Inoltre, gli attacchi di Hamas ed Hezbollah, uniti a quelli dell’Iran, degli Houthi, degli iracheni e dei siriani, oltre ai droni verso la stessa casa di Netanyahu, acuiscono anche l’immagine di vittima dello stesso premier (estesa al paese), la necessità di proseguire con quella che ha sempre chiamato guerra di difesa, legittimandone così le azioni e, soprattutto, la richiesta di armi per portare a termine il suo piano.
Che, a questo punto, si sta spostando verso un altro obiettivo. Se infatti Hamas, Hezbollah, gli Houthi, i siriani e gli iracheni sono considerati marionette, Netanyahu ora punta a chi ne muove i fili: l’Iran. L’attacco che ha minacciato come risposta a quello del primo ottobre, potrebbe rappresentare un punto di non ritorno. Per Israele, per l’Iran e per la regione.

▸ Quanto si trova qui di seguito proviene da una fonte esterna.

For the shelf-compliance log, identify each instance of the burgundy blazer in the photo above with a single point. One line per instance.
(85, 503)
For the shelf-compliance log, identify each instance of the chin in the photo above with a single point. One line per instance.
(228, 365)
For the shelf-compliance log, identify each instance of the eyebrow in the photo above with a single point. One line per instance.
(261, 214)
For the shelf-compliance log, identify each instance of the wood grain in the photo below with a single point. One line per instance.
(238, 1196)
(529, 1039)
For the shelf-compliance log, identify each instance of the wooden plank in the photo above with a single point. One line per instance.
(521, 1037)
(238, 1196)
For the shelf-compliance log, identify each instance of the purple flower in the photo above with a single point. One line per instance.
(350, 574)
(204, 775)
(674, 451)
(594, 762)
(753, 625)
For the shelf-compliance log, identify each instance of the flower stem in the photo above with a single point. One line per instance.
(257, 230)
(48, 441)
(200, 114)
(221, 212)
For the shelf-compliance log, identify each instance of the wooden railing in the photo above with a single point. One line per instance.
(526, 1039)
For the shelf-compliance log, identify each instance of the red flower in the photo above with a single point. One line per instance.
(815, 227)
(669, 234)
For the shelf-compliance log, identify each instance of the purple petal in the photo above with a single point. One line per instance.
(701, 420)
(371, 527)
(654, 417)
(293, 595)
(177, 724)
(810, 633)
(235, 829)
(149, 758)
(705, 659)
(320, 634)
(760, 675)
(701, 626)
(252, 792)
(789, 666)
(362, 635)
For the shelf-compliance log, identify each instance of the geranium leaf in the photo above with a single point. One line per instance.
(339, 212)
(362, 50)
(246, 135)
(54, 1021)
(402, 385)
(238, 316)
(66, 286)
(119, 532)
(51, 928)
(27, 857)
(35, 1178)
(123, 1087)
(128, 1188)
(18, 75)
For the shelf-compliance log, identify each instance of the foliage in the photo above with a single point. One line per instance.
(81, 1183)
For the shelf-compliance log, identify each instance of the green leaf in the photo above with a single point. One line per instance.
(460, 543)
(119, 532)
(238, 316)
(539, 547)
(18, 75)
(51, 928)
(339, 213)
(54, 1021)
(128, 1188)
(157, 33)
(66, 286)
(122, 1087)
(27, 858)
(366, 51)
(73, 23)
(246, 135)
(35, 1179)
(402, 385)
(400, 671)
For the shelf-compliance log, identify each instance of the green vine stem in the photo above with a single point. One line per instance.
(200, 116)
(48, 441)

La strategia gli sta dando ragione. Almeno dal punto di vista della popolarità, Benjamin Netanyahu sta riacquistando i punti persi nei sondaggi, a un anno dal massacro del sette ottobre. All’indomani dell’attacco senza precedenti di Hamas, la falla nella sicurezza aveva fatto colare a picco la sua credibilità di premier, che era già stata messa in discussione dalla contestatissima riforma della giustizia che aveva voluto fortemente e da un’alleanza di governo con le estreme destre dei coloni. Dopotutto, il premier più longevo nella storia d’Israele, aveva sempre fatto della sicurezza la sua bandiera e l’uccisione di oltre mille israeliani, nelle loro case, mentre si svagavano oppure al lavoro, ha dato un duro colpo alla sua immagine.
Nel corso dell’anno di guerra, complice anche la pressione mediatica e politica internazionale (derivata pure da una sciagurata strategia israeliana oltre, ovviamente, che dall’enorme bilancio di vittime della risposta a Gaza), la figura di Netanyahu è andata sempre più ad essere identificata, fuori ed in patria, come un uomo non adatto al ruolo nel momento. Le crisi politiche interne, derivate dalla sottomissione necessaria (altrimenti avrebbe perso numeri e governo) ai coloni, le critiche centriste, i dissidi con il ministro della difesa Gallant che è del suo stesso partito, le dimissioni dal gabinetto di guerra dell’ex generale Benny Gantz, sembravano tutti sintomi dell’incapacità di Netanyahu di gestire il paese in un momento così delicato, forse uno dei più difficili della sua storia.